The ordination liturgy was celebrated under a huge new roof erected earlier this year. There is no Cathedral in Yambio. My guess is that there would have been more than 2000 people in the shade with others occupying various vantage points outside. A local priest advised us, if we wanted a seat, to arrive at nine for the service scheduled to begin at 10:00am. In fact we arrived at 9:20 and the area was already half full; but we were ushered to front row seats. Fortunately there was plenty of air-flow and we were out of the direct sun. We sat for the next seven hours, along with many others most of whom, as far as I could observe, took neither a meal break nor a toilet break.

There were no indications of impatience – only abundant good humour while some speakers at the end of mass talked at considerable length. Even the children seemed to relish the occasion and most ambled away slowly at the end, not in a rush at all. Many people stayed around and chatted. This was the big event and all were pleased to be part of it. The principal celebrant was a Cardinal from Kenya who several times described himself jocularly as ‘a man of few words’ and then set about proving he wasn’t!

The singing was energetic, the liturgical dancing rhythmic, the air was tinged with incense and an atmosphere of joyful celebration. This was nothing stilted about the ritual. The people were there to enjoy the event. It was easy to become part of the celebration and, in fact, the time taken was not a factor of great concern – even to me.

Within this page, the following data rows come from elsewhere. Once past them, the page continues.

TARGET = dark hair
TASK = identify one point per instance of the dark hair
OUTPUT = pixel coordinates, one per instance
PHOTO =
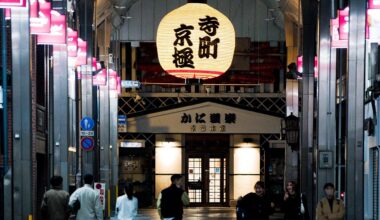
(328, 185)
(88, 179)
(175, 177)
(260, 183)
(56, 181)
(129, 191)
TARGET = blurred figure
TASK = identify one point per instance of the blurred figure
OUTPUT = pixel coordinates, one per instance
(55, 202)
(88, 198)
(256, 205)
(126, 205)
(295, 206)
(329, 208)
(172, 199)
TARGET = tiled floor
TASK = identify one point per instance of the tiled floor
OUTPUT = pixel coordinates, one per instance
(198, 213)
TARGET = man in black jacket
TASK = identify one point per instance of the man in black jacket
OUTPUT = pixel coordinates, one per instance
(172, 199)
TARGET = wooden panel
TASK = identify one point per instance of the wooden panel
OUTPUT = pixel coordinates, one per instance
(147, 29)
(134, 30)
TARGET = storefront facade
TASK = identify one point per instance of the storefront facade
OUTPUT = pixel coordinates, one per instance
(215, 146)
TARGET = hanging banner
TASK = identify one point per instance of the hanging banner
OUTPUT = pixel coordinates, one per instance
(40, 22)
(12, 3)
(344, 24)
(300, 65)
(100, 79)
(72, 42)
(118, 85)
(374, 4)
(57, 33)
(195, 41)
(82, 52)
(334, 31)
(112, 79)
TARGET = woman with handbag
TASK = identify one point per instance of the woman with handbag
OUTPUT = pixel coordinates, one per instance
(294, 203)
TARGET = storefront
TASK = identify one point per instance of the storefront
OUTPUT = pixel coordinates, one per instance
(217, 148)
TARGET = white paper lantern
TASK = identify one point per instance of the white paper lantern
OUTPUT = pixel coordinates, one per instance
(195, 41)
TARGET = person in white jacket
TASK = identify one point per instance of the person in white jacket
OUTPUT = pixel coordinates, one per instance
(90, 208)
(126, 205)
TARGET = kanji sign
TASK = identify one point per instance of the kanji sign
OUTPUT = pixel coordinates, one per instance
(101, 188)
(195, 41)
(87, 123)
(87, 143)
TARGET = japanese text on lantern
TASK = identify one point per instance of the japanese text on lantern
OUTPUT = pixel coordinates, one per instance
(183, 56)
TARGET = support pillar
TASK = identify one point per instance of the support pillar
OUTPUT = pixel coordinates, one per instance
(22, 120)
(326, 102)
(60, 114)
(309, 17)
(104, 120)
(355, 111)
(113, 107)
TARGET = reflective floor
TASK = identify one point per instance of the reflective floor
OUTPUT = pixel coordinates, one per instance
(199, 213)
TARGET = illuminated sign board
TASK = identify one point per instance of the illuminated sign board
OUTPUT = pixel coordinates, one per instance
(12, 3)
(195, 41)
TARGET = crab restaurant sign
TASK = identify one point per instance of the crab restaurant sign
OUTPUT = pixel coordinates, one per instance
(195, 41)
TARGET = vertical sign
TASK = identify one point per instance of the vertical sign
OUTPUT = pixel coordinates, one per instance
(101, 188)
(122, 123)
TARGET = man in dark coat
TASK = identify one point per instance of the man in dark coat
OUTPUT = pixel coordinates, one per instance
(172, 199)
(55, 201)
(256, 205)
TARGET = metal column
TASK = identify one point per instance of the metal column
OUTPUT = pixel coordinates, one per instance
(85, 10)
(309, 16)
(22, 108)
(355, 111)
(115, 147)
(7, 181)
(60, 114)
(326, 100)
(104, 120)
(87, 110)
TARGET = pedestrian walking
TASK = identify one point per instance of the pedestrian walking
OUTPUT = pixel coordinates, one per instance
(255, 205)
(172, 199)
(126, 205)
(295, 207)
(55, 202)
(330, 208)
(88, 198)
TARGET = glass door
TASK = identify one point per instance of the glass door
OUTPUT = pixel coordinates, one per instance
(206, 180)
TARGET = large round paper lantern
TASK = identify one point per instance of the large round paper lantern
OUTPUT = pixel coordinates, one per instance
(195, 41)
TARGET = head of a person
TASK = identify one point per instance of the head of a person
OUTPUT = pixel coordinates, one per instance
(329, 189)
(88, 179)
(56, 181)
(291, 187)
(177, 180)
(128, 189)
(260, 188)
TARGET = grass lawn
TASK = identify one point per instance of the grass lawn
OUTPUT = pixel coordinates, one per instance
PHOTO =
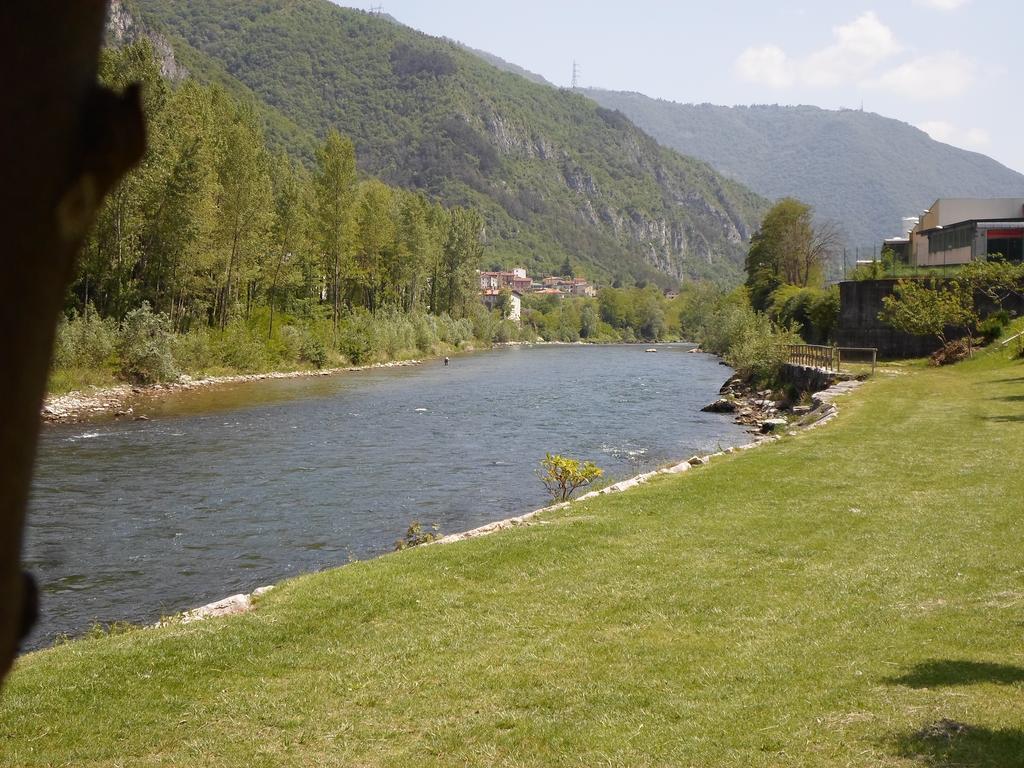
(852, 596)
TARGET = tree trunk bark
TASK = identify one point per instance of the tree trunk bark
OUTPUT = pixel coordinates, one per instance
(64, 143)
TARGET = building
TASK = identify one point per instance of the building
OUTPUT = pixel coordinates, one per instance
(492, 297)
(956, 230)
(516, 280)
(567, 286)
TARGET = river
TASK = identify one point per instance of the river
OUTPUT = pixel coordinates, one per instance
(232, 487)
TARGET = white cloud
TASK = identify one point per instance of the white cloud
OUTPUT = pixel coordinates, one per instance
(767, 65)
(941, 4)
(931, 78)
(946, 132)
(858, 47)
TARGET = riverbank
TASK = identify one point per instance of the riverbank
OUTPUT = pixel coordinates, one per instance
(847, 596)
(128, 400)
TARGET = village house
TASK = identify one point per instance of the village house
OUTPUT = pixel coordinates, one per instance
(516, 280)
(957, 230)
(492, 299)
(567, 286)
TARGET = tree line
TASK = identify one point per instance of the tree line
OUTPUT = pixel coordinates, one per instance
(213, 226)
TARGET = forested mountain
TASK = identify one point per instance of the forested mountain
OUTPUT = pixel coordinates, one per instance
(861, 170)
(554, 174)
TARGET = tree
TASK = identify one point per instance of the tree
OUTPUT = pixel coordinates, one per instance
(922, 309)
(995, 279)
(562, 476)
(788, 249)
(244, 201)
(290, 227)
(335, 189)
(462, 255)
(374, 224)
(71, 141)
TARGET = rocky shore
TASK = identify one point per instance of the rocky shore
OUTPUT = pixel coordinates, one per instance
(822, 411)
(127, 401)
(766, 412)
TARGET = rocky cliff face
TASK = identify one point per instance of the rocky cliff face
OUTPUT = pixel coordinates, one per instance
(669, 243)
(123, 28)
(555, 175)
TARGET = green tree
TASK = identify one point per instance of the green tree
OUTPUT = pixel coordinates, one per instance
(788, 249)
(928, 309)
(290, 231)
(335, 194)
(376, 250)
(561, 475)
(462, 254)
(244, 203)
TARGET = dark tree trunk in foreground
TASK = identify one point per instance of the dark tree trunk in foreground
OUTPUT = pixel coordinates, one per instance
(64, 143)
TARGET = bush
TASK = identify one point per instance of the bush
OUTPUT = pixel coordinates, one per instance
(759, 347)
(813, 310)
(194, 350)
(415, 536)
(144, 346)
(954, 351)
(243, 348)
(993, 326)
(85, 342)
(312, 350)
(562, 475)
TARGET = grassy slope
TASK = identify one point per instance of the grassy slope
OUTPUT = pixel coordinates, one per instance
(812, 603)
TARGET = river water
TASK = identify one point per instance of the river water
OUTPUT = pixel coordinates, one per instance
(237, 486)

The Governor was present, along with the speaker of the house of assembly and many ministers and commissioners. It would seem the business of State was put on hold for the day. At a special reception for the Cardinal in the evening, the Governor gave each new priest a gift of a new motorbike to assist each in his future ministry. The Governor himself is a former seminarian and proud of that fact. The Bishop of the Episcopal Church was also present and gave a stirring address to the people that they must help themselves, not wait for others to do things for them. Here the Churches and State openly work closely together and collaborate in setting aligned goals for the good of the people.

In South Sudan there seems to be no notion of Saturday evening masses and on Sundays there are only a couple of masses – always overcrowded. Efficiency and brevity are simply not considerations. Better, that all come together and celebrate, even if one is crowded in or squeezed out! On Sunday, 11th December, the Diocese launched its centenary celebration – under the same roof in Yambio with all the priests of the diocese present. The obvious implication of this way of celebrating the centenary was that this would be the only mass this Sunday in the entire diocese. Anyone not attending would have to be content with a communion service conducted by their local catechists. With well-established, prayerful ritual – and sometimes lengthy exhortations – the catechists do this very well.

We also had a blessing ritual recently for our new clinic and education centre for women and girls, funded almost totally from Australia by the Lasallian Foundation and generous, private donors. Thank you to all who make our work possible. Those of us in South Sudan are able to help the people simply because we are supported from abroad. Our SSS Rome office does extraordinary work in raising finance from various Government and Church sponsorship agencies. The work here goes well only because there is such a united effort elsewhere as well as close collaboration among those of us here. I get to enjoy the long rituals but someone else pays for it!